En el coche había un oficial de protocolo que no dejaba de hablar inconscientemente, pero Peterson se aisló pronto de él y gozó del paisaje. El coche de seguridad tras ellos iba demasiado cerca, observó. No parecía haber signos del reciente «descontento». Unos pocos bloques de edificios incendiados, por supuesto, y un paso inferior por debajo de la autopista en la carretera 405 lleno de agujeros de ráfagas de gran calibre, pero no evidencias de tensión residual. Las calles estaban despejadas y la autopista virtualmente desierta. Desde que los campos petrolíferos mexicanos se habían agotado mucho antes de las notoriamente optimistas previsiones, California había dejado de ser un paraíso de los adoradores del automóvil. Eso, más la presión política de los mexicanos para que se cumplieran las pomposas promesas de desarrollo económico, se había mezclado con el resto del caldo político que estaba hirviendo allí y había conducido a la «inquietud».
Las habituales ceremonias se desarrollaron en un tiempo mínimo. El Instituto Scrips de Oceanografía ofrecía un aspecto curtido por la intemperie pero sólido, baldosas azules y olor a sal y todo eso. El personal estaba ya acostumbrado a ver a altos dignatarios yendo constantemente de un lado para otro. Los chicos de la televisión obtuvieron el metraje que necesitaban —sólo que ahora ya no se llamaba así, se recordó Peterson; el enigmático término «dexers» se había materializado en su lugar—, y se habían marchado. Peterson sonrió, estrechó manos, charló aquí y allá. El paquete con el dossier que Markham había pedido del Caltech apareció, y Peterson se lo guardó en su maletín. Markham necesitaba con urgencia aquel material, dijo que estaba relacionado con el asunto de los taquiones, y Peterson había aceptado utilizar su influencia para sacárselo a los americanos. El trabajo aún no era publicable, una argucia habitual para evitar tener que dar datos al respecto, pero pese a todo habían corrido algunos rumores.
La mañana transcurrió tal como estaba planeada. Una exposición general hecha por un oceanógrafo, diapositivas y esquemas ante una audiencia de veinte personas. Luego, una repetición más franca y mucho más pesimista, ante una audiencia de cinco. Luego Alex Kiefer, el responsable del asunto, en privado.

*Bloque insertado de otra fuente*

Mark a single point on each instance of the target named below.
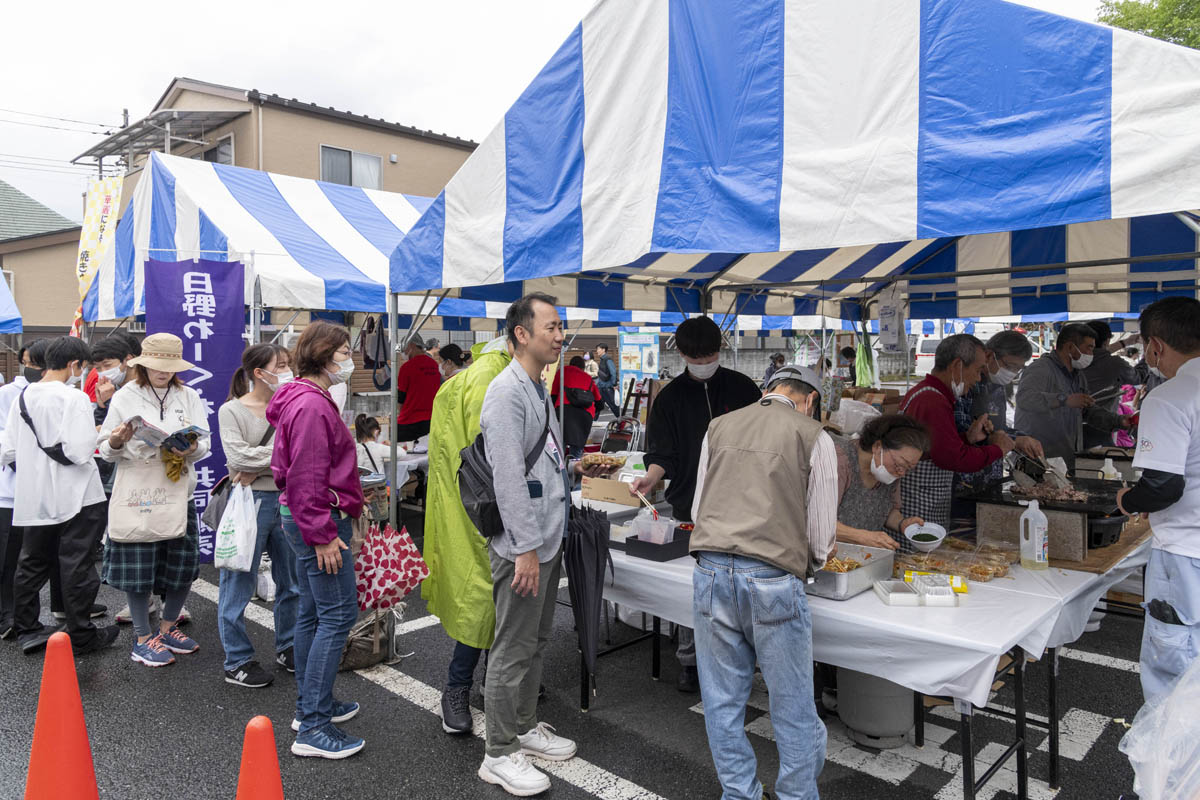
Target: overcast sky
(451, 66)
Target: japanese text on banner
(202, 302)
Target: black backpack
(53, 452)
(477, 485)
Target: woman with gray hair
(1005, 355)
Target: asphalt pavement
(177, 731)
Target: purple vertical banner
(202, 302)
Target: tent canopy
(312, 245)
(10, 316)
(786, 157)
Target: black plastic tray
(1102, 497)
(669, 552)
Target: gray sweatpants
(514, 663)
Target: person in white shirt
(51, 435)
(166, 566)
(1169, 488)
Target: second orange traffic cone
(60, 761)
(259, 776)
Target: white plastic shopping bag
(234, 547)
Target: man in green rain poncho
(459, 589)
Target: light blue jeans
(237, 588)
(329, 605)
(1168, 650)
(748, 611)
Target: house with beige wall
(245, 128)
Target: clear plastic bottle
(1035, 537)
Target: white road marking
(592, 779)
(1103, 661)
(1079, 731)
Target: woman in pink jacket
(316, 468)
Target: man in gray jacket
(527, 555)
(1053, 400)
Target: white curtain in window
(335, 166)
(366, 170)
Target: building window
(222, 154)
(349, 168)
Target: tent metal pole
(393, 410)
(1188, 221)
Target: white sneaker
(544, 743)
(124, 617)
(514, 774)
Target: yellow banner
(96, 240)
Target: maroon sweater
(949, 449)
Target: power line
(54, 172)
(57, 127)
(59, 119)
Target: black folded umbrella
(585, 557)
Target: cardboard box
(605, 489)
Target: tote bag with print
(147, 506)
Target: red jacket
(949, 450)
(576, 378)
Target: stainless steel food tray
(844, 585)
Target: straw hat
(162, 352)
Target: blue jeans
(1167, 649)
(237, 588)
(747, 611)
(329, 605)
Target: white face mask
(345, 370)
(1083, 361)
(703, 371)
(880, 473)
(1156, 370)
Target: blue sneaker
(177, 642)
(151, 653)
(342, 713)
(327, 741)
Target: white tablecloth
(945, 651)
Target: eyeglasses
(898, 467)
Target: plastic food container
(875, 565)
(928, 529)
(897, 593)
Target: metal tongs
(1037, 470)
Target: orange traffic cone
(60, 762)
(259, 776)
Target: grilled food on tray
(841, 565)
(603, 459)
(1050, 493)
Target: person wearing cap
(679, 416)
(418, 382)
(766, 513)
(1005, 355)
(927, 488)
(167, 566)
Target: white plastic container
(1110, 473)
(1035, 537)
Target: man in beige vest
(766, 513)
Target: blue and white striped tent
(312, 245)
(786, 157)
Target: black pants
(11, 540)
(413, 431)
(73, 543)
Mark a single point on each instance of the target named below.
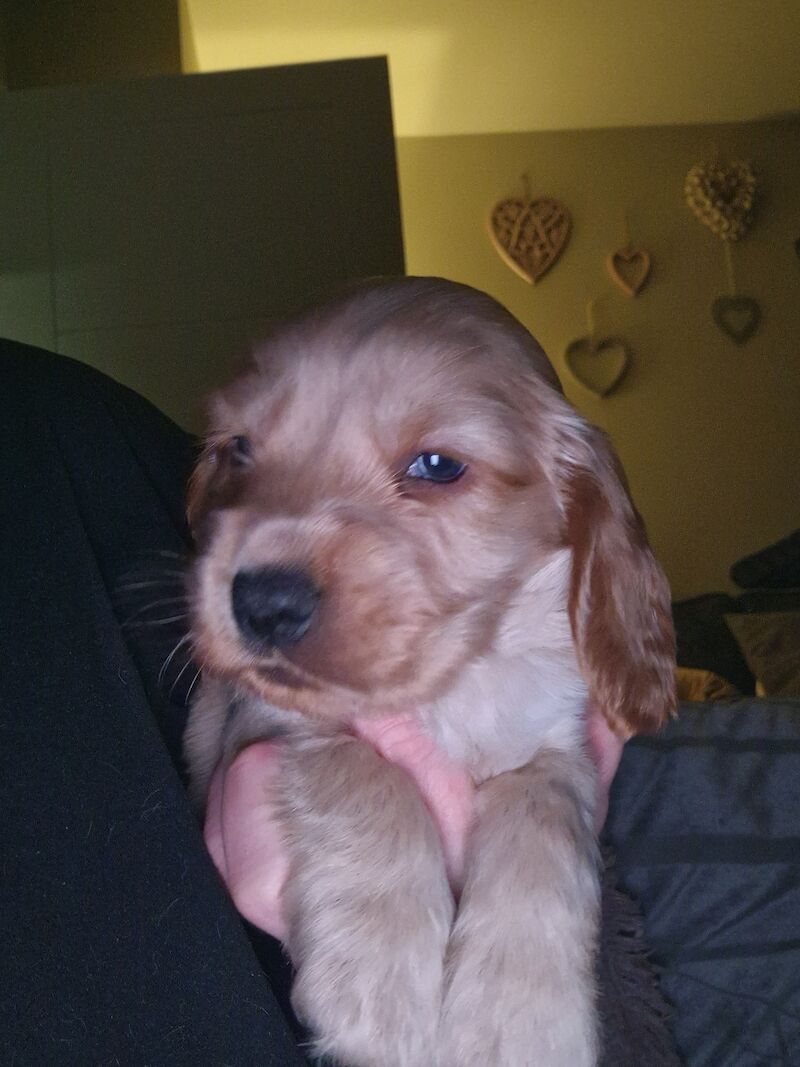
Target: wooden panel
(184, 212)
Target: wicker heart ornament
(736, 316)
(529, 235)
(598, 365)
(721, 196)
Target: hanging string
(625, 231)
(729, 269)
(590, 317)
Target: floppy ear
(619, 601)
(200, 490)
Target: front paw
(370, 911)
(371, 993)
(520, 982)
(499, 1012)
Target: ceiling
(472, 66)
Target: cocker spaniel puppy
(398, 510)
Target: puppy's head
(377, 491)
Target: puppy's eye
(433, 466)
(240, 450)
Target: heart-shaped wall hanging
(529, 235)
(629, 269)
(598, 365)
(736, 316)
(721, 195)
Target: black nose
(274, 606)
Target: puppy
(398, 510)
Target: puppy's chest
(501, 714)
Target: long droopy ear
(619, 598)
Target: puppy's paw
(370, 907)
(520, 984)
(499, 1018)
(371, 992)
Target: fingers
(606, 748)
(243, 838)
(212, 828)
(447, 790)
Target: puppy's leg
(368, 903)
(520, 988)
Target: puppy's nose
(274, 606)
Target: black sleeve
(120, 944)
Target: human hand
(242, 831)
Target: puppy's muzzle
(274, 607)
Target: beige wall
(708, 430)
(468, 66)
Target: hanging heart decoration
(736, 316)
(597, 365)
(629, 269)
(529, 235)
(721, 196)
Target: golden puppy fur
(492, 606)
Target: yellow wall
(472, 66)
(708, 431)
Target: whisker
(194, 682)
(180, 674)
(154, 604)
(184, 640)
(150, 583)
(155, 622)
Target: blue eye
(432, 466)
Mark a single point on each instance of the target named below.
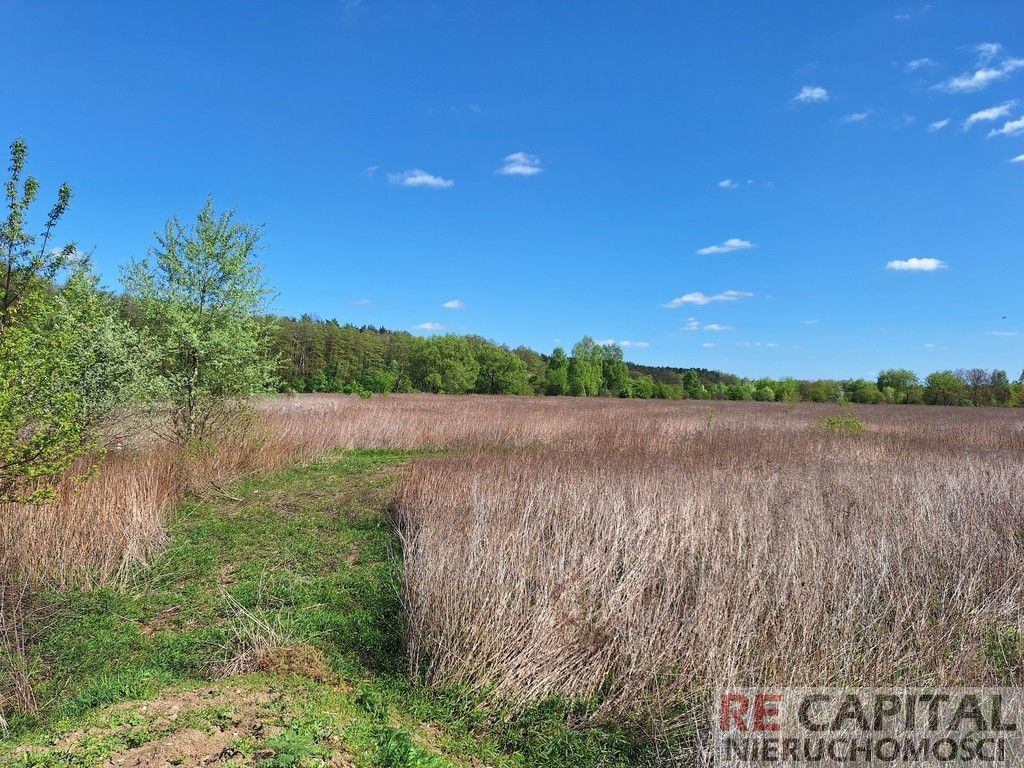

—¿No desea quitarse la chaqueta? Hoy hace bastante calor. De hecho, es un día estupendo.
Kiefer hablaba rápida, casi nerviosamente, parpadeando al mismo tiempo. Libre de multitudes ahora, parecía poseer un exceso de energía. Caminaba como con prisa, inclinándose hacia delante sobre la punta de sus pies y mirando constantemente a su alrededor, saludando bruscamente a las pocas personas con las que se cruzaban. Condujo a Peterson hasta su oficina.
—Entre, entre —añadió frotándose las manos—. Tome asiento. Déme su chaqueta.
¿No? Sí, la vista es preciosa, ¿verdad? Preciosa.
Aquello último era en respuesta a un comentario que, de hecho, Peterson no había efectuado, aunque automáticamente había cruzado la habitación dirigiéndose hacia las amplias ventanas del rincón, atraído por la resplandeciente extensión del Pacífico allá abajo.